O subsolo – textos de Welington Andrade e Flávio Ricardo Vassoler
“Poucas obras na literatura atual são mais lidas do que Memórias do subterrâneo, de Dostoiévski, ou são citadas com mais frequência como texto fundamental e revelador das profundezas ocultas da sensibilidade de nosso tempo. A expressão ‘homem do subterrâneo’ tornou-se parte do vocabulário da cultura contemporânea, e essa personagem alcançou hoje em dia – como Hamlet, Dom Quixote, Dom Juan e Fausto – a estatura de uma das grandes criações literárias arquetípicas”. Joseph Frank, Dostoiévski: os efeitos da libertação (1860-1865).
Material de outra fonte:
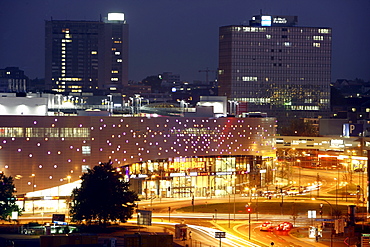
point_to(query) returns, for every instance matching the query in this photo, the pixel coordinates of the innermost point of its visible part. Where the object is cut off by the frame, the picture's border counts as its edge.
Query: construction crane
(206, 71)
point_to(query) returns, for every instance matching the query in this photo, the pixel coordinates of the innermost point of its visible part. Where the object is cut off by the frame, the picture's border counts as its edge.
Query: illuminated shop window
(249, 78)
(324, 30)
(11, 132)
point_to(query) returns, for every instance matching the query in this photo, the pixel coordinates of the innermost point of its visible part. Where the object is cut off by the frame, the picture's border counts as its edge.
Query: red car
(266, 226)
(285, 226)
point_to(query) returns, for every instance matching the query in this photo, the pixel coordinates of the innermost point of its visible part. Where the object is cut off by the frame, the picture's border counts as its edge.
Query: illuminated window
(318, 37)
(324, 30)
(86, 150)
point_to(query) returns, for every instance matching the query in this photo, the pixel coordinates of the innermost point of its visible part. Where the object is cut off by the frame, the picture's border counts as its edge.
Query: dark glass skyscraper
(85, 56)
(276, 66)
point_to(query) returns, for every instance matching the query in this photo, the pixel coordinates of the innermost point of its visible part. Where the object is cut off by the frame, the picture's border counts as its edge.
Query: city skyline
(182, 37)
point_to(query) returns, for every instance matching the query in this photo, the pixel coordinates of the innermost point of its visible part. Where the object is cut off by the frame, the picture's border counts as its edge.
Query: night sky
(181, 36)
“Nenhum livro ou ensaio que estuda a situação precária do homem moderno estaria completo sem alguma alusão à explosiva figura de Dostoiévski. Os desenvolvimentos culturais mais importantes do presente século – Nietzschismo, Freudismo, Expressionismo, Surrealismo, Teologia da Crise, Existencialismo – invocaram o homem do subterrâneo ou mantiveram ligações com ele por meio de zelosos intérpretes; e, quando o homem do subterrâneo não foi aclamado como uma interpretação profética, foi exibido como uma advertência sombria e repulsiva”. Idem.
Com as apresentações de O subsolo, em cartaz no Ágora Teatro desde o último dia 29 de julho, o ator Celso Frateschi encerra “a trilogia do subterrâneo”, voltada à encenação das novelas O sonho de um homem ridículo e Memórias do subsolo e do episódio “O grande inquisidor”, do romance Os irmãos Karamázov – um conjunto precioso de narrativas concebidas pelo escritor russo Fiódor Dostoiévski (1821-1881). A tríade de peças constitui um grande acontecimento teatral em São Paulo, ungido não somente pelas modestas dimensões do espaço que as acolhem como também pela discrição com que o programa se insere no panorama cultural da cidade, abrindo mão do estardalhaço midiático que transforma muitas vezes a ocorrência mais ordinária em um produto de valor (e preço) extraordinário.
Na segunda edição do Encontro com o Espectador, projeto que os jornalistas Beth Néspoli e Valmir Santos estão realizando mensalmente no mesmo espaço do Ágora – cujo objetivo é promover a aproximação do público paulistano com atores, diretores, dramaturgos e demais realizadores da arte da cena –, Celso Frateschi chamou a atenção para a austeridade de recursos, segundo ele, da qual se pode extrair um elemento formador e educativo, da Mostra de Dramaturgia em Pequenos Formatos Cênicos que o Centro Cultural São Paulo vem realizando desde o ano passado com a curadoria de Kil Abreu e que foi tema daquela segunda roda de conversa. Tanto a Mostra como o Encontro com o Espectador (como, a bem da verdade, uma série de bons projetos teatrais, quase sempre invisíveis, que se espraiam pela cidade) procuram resgatar uma certa dimensão artesanal do fenômeno teatral, cerzida por fatores como inquietação com o mundo circundante, experimentação estética, destemor frente à potencialidade intelectual da arte e da cultura, intercâmbio de experiências socioculturais, políticas, pedagógicas as mais variadas possíveis… Dimensão essa deixada de lado pelo processo de industrialização por que passa certa cena teatral, sustentada por pródigos esquemas de produção e promoção publicitária que nada mais fazem do que adestrar as plateias para um tipo de percepção espetacular que não corresponde propriamente à percepção e à intelecção livres e autônomas que se espera que o teatro proporcione como arte incidente sobre o “artesanato do espírito”.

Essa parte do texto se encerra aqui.